Dr. Lauren Gardner explains the difficulties in acquiring public health data during the COVID-19 pandemic and gives her perspective on how public health data systems should be maintained and democratized moving forward.
Dr. Lauren Gardner, director of the Center for Systems Science and Engineering at Johns Hopkins, had worked with public health data systems related to infectious disease outbreaks for many years prior to the COVID-19 pandemic. She and her team built the COVID-19 global map that is the keystone of the Johns Hopkins Coronavirus Resource Center. Governments, media outlets, and members of the public from around the globe have used the map to make data-driven decisions throughout the pandemic. This has generated an extremely high-value public health data set, which Dr. Gardner and the CRC have made publicly available to help inform and engage the global community during this crisis. Challenges in gathering the data have made it clear that everyone involved in public health must band together to maintain newly established data ties and build a stronger data infrastructure in anticipation of the next major crisis.
The challenges that we faced this pastyear with data collection efforts are not specific to COVID-19 at all. I've been working with infectious disease data for over a decade, and this whole field is really data poor, especially in the emerging stages of an outbreak. However, high quality data is imperative to be able to conduct useful risk assessment and make evidence-based decisions in real-time. This recognized data gap is why we started the COVID-19 global dashboard effort in the first place.
For measles, in particular, we had a lot of similar challenges. We wanted to know where measles outbreaks were happening and where there were likely to be new hotspots. However there was no centralized data set of measles cases available for the US at the county or state level. We had to go around state by state to collect the data ourselves from many disparate sources.

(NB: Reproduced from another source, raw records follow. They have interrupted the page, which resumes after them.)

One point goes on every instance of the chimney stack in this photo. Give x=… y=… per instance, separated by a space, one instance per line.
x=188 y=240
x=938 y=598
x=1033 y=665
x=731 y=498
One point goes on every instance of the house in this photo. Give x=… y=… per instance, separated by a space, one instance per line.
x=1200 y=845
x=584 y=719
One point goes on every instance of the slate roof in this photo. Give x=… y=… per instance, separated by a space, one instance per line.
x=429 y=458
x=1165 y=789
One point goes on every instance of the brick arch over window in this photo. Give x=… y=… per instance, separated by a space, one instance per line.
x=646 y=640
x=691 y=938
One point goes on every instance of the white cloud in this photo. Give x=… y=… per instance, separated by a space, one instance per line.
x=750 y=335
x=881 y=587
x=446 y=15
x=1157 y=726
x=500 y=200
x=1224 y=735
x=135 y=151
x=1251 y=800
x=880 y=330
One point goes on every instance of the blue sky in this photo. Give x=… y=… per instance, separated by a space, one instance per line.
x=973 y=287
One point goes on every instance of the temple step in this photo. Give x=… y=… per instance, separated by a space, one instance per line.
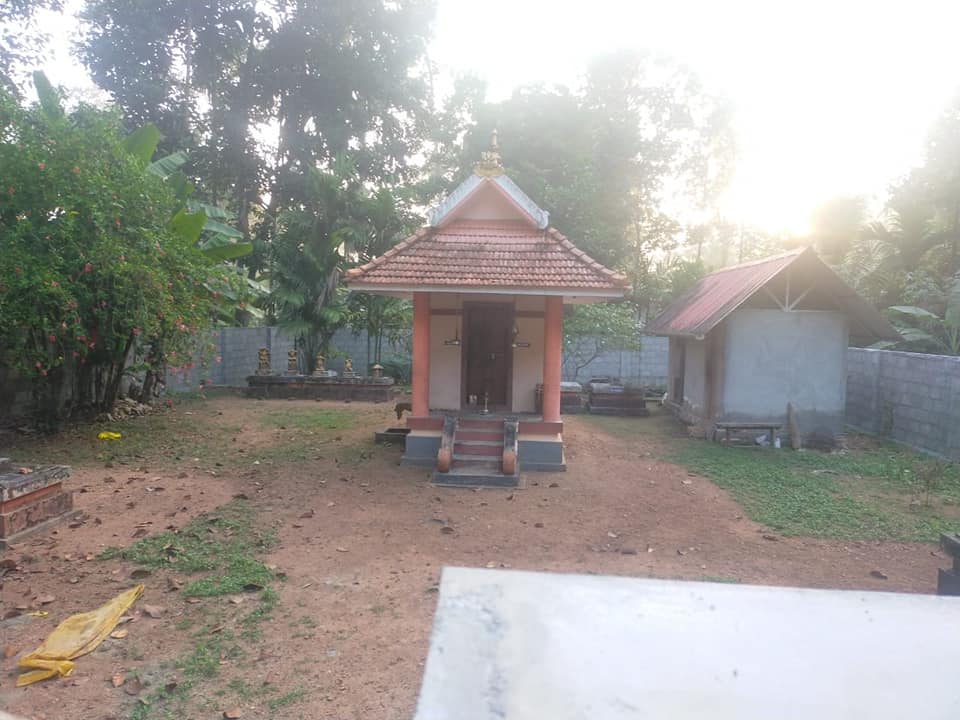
x=491 y=425
x=480 y=435
x=475 y=477
x=478 y=447
x=477 y=454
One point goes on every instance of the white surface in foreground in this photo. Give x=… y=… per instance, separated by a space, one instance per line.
x=539 y=646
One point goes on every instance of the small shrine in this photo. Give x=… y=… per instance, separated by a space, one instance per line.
x=488 y=277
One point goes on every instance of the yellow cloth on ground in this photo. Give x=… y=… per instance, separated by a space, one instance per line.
x=75 y=636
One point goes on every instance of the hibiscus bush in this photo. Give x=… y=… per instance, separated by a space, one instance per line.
x=92 y=271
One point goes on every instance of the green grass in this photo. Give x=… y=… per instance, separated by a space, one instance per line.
x=879 y=491
x=306 y=418
x=295 y=695
x=223 y=543
x=162 y=439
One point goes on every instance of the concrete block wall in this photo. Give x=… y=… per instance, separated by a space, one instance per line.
x=908 y=397
x=237 y=348
x=646 y=366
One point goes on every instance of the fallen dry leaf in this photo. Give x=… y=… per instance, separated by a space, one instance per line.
x=134 y=687
x=153 y=611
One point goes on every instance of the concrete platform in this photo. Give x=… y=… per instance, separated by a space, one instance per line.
x=540 y=646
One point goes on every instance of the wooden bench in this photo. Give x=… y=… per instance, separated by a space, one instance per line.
x=771 y=428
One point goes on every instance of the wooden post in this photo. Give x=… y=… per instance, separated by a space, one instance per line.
x=552 y=349
x=420 y=370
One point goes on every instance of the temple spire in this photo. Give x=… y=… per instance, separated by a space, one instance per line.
x=490 y=164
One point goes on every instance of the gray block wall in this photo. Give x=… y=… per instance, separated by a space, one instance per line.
x=237 y=349
x=908 y=397
x=646 y=366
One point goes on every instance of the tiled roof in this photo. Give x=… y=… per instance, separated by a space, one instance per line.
x=486 y=254
x=710 y=301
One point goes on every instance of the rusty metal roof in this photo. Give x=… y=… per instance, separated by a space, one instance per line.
x=710 y=301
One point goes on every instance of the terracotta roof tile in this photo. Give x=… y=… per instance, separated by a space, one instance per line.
x=487 y=254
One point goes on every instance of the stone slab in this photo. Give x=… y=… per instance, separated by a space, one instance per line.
x=14 y=485
x=38 y=529
x=36 y=508
x=537 y=646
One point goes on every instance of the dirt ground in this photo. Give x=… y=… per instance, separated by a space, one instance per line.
x=362 y=544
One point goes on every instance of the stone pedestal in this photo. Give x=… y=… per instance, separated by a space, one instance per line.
x=32 y=502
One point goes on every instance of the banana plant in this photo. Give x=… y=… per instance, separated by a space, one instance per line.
x=204 y=224
x=924 y=331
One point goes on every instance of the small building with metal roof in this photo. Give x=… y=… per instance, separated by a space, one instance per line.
x=747 y=340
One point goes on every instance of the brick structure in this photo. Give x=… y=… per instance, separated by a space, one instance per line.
x=32 y=501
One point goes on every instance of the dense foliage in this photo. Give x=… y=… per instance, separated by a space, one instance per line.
x=93 y=265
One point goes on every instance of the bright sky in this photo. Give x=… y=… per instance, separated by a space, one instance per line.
x=832 y=96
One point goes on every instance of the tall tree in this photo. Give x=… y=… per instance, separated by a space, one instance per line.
x=265 y=91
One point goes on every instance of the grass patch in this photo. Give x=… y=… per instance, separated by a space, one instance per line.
x=295 y=695
x=876 y=490
x=223 y=543
x=307 y=418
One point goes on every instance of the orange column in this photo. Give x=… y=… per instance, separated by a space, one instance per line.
x=552 y=346
x=420 y=372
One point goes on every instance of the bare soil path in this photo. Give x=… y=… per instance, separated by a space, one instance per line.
x=361 y=544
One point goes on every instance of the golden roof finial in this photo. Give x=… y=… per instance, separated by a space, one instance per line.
x=490 y=164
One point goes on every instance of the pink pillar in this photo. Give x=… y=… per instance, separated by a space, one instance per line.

Furthermore, when we do these data collection efforts, they aren’t transferable because there is no systematic way the data is provided. Therefore, when we want to update our risk models (say for future years), we have to go around and re-collect all the same data, for a different year; which is essentially starting from scratch. For COVID-19, states are currently providing data in a better format than for measles with designated webpages and dashboards, but I'm not optimistic that these will become standing data infrastructures moving forward.
It’s not the time to slow things down. The states should be using this experience as an opportunity to build sustainable infrastructures that can continue to provide data at more regular intervals moving forward. However, they seem to be doing the opposite. Concerningly, when states shift from daily to weekly reporting it is harder to compare them with states that are continuing to release updates every day. They think that they're rounding out this experience and closing down shop, but COVID is so far from over in so many parts of the world. With the borders opening and so much transmission still happening, there is still a substantial risk posed within and to the US. States that shut down reporting will eventually have to rebuild and start up again, either when COVID-19 flares up or when there's another pandemic or other public health crisis. States definitely need to be moving towards a more reliable and consistent reporting infrastructure, rather than scaling back.

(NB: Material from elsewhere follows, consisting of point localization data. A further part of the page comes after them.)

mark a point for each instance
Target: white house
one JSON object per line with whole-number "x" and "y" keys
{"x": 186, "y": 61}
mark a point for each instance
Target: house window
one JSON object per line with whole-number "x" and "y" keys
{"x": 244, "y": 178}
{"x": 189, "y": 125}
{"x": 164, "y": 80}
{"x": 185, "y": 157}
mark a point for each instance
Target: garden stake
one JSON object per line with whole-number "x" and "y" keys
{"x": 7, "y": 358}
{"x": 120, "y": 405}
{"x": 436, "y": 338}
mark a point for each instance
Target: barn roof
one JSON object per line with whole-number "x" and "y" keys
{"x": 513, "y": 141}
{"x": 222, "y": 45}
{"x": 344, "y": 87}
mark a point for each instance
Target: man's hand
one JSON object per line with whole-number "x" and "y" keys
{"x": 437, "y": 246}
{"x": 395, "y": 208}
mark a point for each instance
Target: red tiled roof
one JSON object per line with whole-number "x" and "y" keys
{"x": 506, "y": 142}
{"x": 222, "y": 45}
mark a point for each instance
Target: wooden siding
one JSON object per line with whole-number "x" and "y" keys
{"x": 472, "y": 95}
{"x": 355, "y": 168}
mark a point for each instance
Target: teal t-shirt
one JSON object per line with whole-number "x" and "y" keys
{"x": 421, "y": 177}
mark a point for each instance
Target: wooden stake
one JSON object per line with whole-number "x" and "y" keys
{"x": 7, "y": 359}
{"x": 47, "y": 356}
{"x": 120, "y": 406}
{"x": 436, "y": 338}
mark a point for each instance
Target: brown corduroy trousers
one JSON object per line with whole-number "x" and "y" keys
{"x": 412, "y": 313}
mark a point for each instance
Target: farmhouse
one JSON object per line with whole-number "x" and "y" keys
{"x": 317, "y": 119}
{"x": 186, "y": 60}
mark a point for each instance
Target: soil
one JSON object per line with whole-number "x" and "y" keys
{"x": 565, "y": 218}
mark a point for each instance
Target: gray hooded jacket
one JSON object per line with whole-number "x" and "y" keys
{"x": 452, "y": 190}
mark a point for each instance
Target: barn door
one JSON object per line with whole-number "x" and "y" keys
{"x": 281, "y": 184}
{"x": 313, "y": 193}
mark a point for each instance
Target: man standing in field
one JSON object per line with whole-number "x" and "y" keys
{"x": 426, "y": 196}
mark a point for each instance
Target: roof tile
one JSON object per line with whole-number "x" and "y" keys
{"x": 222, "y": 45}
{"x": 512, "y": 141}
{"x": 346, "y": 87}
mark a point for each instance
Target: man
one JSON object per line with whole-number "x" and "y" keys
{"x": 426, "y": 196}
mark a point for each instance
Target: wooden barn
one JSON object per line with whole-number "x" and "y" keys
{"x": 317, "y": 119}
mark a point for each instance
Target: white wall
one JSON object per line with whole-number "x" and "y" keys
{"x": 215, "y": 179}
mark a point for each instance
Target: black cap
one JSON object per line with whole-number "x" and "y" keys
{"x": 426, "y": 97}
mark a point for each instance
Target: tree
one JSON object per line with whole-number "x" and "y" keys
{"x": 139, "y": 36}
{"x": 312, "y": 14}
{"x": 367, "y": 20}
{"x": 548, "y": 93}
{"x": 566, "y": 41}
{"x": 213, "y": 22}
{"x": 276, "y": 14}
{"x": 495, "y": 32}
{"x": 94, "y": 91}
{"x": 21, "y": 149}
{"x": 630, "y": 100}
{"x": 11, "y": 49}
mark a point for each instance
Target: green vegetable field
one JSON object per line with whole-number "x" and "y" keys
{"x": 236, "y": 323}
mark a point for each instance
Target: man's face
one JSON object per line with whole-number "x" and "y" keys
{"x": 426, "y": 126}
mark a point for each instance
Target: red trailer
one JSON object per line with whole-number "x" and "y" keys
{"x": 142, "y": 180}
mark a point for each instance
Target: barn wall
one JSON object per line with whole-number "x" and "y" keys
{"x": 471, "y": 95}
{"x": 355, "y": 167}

It is inappropriate to sell public health data during a public health crisis. We never considered monetizing this data. We collected this data so it could be made available to anyone that needed it to make better decisions, reduce harm, and mitigate risk.

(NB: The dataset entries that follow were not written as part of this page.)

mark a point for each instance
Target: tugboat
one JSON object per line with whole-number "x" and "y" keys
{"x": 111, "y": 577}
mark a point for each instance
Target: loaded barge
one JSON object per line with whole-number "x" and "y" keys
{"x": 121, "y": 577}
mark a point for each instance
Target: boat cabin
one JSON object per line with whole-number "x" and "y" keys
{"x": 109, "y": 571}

At first, the data was open for use by education, public health, and research institutions, but it was restricted from for-profit applications by corporations. However, early in 2020 we relaxed those requirements and opened it up for anyone to use for any application with an attribution license. We did this because there were many one-off for-profit use cases proposed to us, such as planning office re-openings, that we felt were justified uses of the data, and giving permission one at a time. This approach bothered me since smaller organizations couldn’t be heard with their requests for special case uses. This is why we opened up the license.
It should never have to be done this way again. The type of data we collected and shared clearly needs to exist, but it cannot be provided by building a system from scratch in real time. There needs to be an infrastructure in place that systematically centralizes data, and required reporting standards to complement it. Then, when new viruses emerge, they can be easily incorporated into these standing systems that are centralized, democratized, and public.
An additional thing I learned was the hunger for information from the general public. We built the global tracking map thinking that our small research community of infectious disease modelers would love to have access to this type of data. We never foresaw how much it would be valued and relied upon by the general public.